I've been following an Azure analytics tutorial and I'm trying to ingest a CSV file into an Azure Analytics Workspace. But when I try to group by a column in the SQL it throws an error. The SQL is this:
-- This is auto-generated code
SELECT
TOP 100 *
FROM
OPENROWSET(
BULK 'https://daveslakestore.dfs.core.windows.net/daves-fs/products.csv',
FORMAT = 'CSV',
PARSER_VERSION = '2.0',
HEADER_ROW = TRUE
) AS [result];
and the error generated is:
potential conversion error while reading VARCHAR column 'ProductName' from UTF8 encoded text. Change database collation to a UTF8 collation or specify explicit column schema in WITH clause and assign UTF8 collation to VARCHAR columns [etc]...

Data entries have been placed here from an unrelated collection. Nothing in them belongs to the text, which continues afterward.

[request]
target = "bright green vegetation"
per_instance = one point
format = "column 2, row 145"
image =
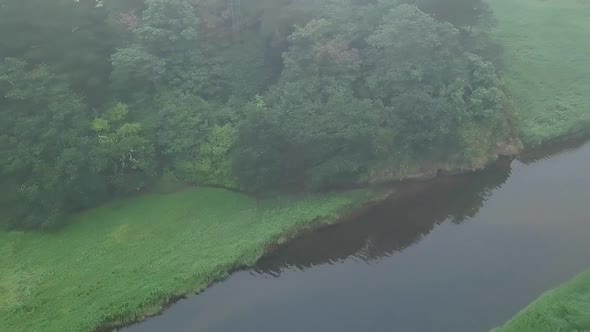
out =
column 121, row 261
column 548, row 76
column 99, row 99
column 564, row 309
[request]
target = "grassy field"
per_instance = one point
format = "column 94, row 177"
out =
column 122, row 261
column 547, row 48
column 564, row 309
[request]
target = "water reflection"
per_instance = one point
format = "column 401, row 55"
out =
column 393, row 225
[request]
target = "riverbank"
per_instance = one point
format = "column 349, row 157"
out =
column 566, row 308
column 546, row 72
column 127, row 260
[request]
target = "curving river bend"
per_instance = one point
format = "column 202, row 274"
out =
column 460, row 253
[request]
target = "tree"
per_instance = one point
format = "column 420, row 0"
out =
column 47, row 151
column 126, row 155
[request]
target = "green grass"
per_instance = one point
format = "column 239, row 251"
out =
column 120, row 262
column 566, row 308
column 547, row 46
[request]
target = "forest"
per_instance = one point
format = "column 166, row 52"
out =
column 105, row 99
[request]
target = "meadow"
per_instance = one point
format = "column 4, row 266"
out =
column 547, row 74
column 566, row 308
column 125, row 260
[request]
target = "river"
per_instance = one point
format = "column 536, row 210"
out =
column 461, row 253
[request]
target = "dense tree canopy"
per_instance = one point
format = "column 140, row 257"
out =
column 100, row 98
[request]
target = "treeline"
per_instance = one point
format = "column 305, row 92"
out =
column 104, row 98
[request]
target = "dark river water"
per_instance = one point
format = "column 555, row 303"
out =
column 456, row 254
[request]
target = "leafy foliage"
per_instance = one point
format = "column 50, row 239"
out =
column 263, row 95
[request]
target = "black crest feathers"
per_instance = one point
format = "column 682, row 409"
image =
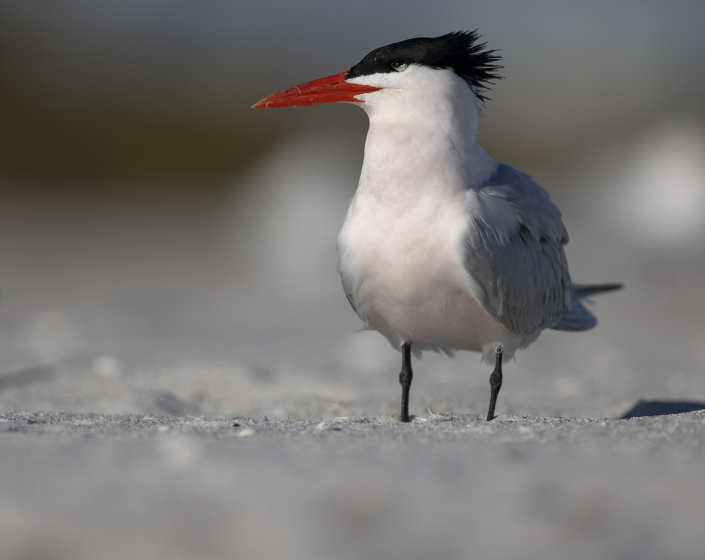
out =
column 459, row 51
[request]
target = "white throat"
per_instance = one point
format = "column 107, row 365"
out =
column 421, row 139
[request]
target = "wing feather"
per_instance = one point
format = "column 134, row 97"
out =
column 517, row 263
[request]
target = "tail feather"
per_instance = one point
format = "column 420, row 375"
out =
column 587, row 290
column 577, row 318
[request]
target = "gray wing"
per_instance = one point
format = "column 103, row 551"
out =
column 514, row 253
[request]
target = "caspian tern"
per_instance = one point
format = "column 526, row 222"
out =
column 442, row 248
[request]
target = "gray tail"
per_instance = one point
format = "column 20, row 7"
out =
column 587, row 290
column 577, row 318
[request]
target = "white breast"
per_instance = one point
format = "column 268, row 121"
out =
column 400, row 247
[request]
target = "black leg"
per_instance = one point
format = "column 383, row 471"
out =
column 495, row 383
column 405, row 378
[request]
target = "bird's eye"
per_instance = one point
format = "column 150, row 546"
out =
column 400, row 65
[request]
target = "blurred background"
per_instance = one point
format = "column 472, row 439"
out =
column 149, row 218
column 167, row 251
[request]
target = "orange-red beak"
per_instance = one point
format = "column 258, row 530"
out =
column 326, row 90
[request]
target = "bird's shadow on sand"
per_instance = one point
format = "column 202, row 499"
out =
column 662, row 408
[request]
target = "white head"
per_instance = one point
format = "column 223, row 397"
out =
column 408, row 79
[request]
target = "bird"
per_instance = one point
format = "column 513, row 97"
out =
column 442, row 249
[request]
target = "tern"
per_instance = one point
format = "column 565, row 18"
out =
column 441, row 248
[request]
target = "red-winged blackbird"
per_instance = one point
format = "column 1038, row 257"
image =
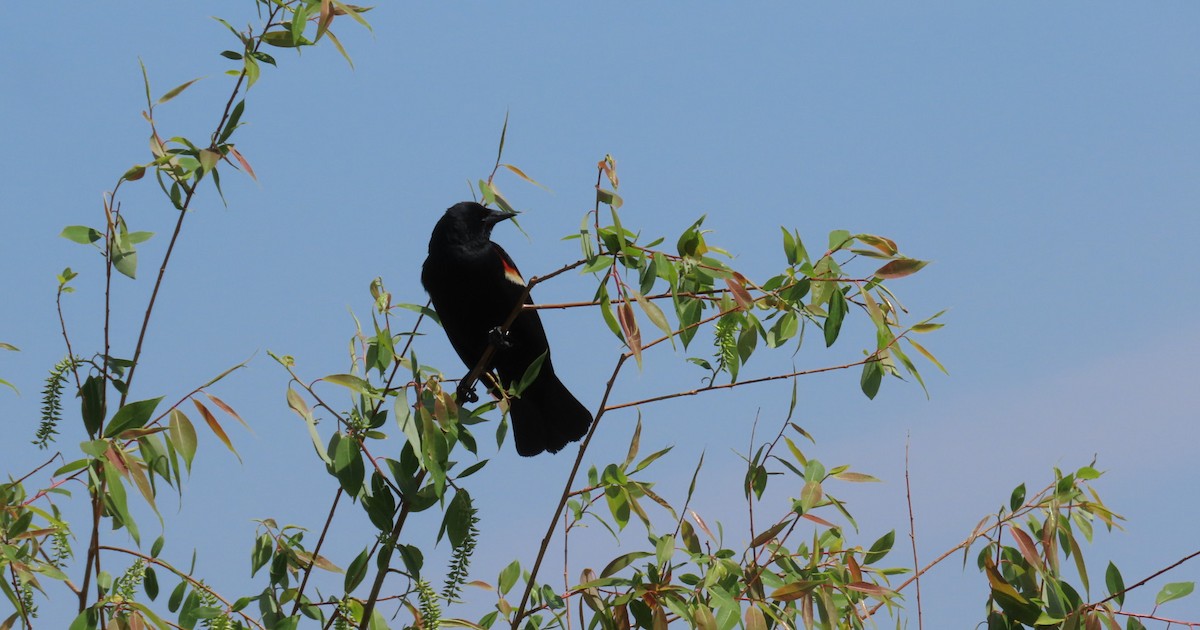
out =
column 474, row 287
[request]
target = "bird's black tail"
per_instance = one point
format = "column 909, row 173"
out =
column 547, row 417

I've determined the collation by executing:
SELECT DATABASEPROPERTYEX(DB_NAME(), 'Collation') AS Collation;
which returns 'SQL_Latin1_General_CP1_CI_AS'
I assume this should be UTF-8 not Latin and Googling suggests this is a known error that requires me to alter the collation, but I have been unable to see how. I've tried without success to do the SQL below but I don't know what my database name is, or even if this is the right strategy?:
USE master;
GO
ALTER DATABASE MyOptionsTest
COLLATE Latin1_General_100_BIN2_UTF8 ; --?
GO
SELECT name, collation_name
FROM sys.databases
WHERE name = N'MyOptionsTest'; —what should this really be?
GO
Your file probably hasn't a header row in Synapse. First see the columns:
-- This is auto-generated code
SELECT
TOP 100 *
FROM
OPENROWSET(
BULK 'https://daveslakestore.dfs.core.windows.net/daves-fs/products.csv',
FORMAT = 'CSV',
PARSER_VERSION = '2.0'
) AS [result]
and give name to columns that you need:
-- This is auto-generated code
SELECT
TOP 100 *
FROM
OPENROWSET(
BULK 'https://daveslakestore.dfs.core.windows.net/daves-fs/products.csv',
FORMAT = 'CSV',
PARSER_VERSION = '2.0'
)
WITH(
columnname1 INT 2, --2nd column
columnname2 VARCHAR(50) 5, --5nd column
columnname3 VARCHAR(50) 10 --10th column
)AS [result]
If you want to view with column header, don't change your code. Just go to file in synapse, right click-> preview-> with column header -ON -> OK.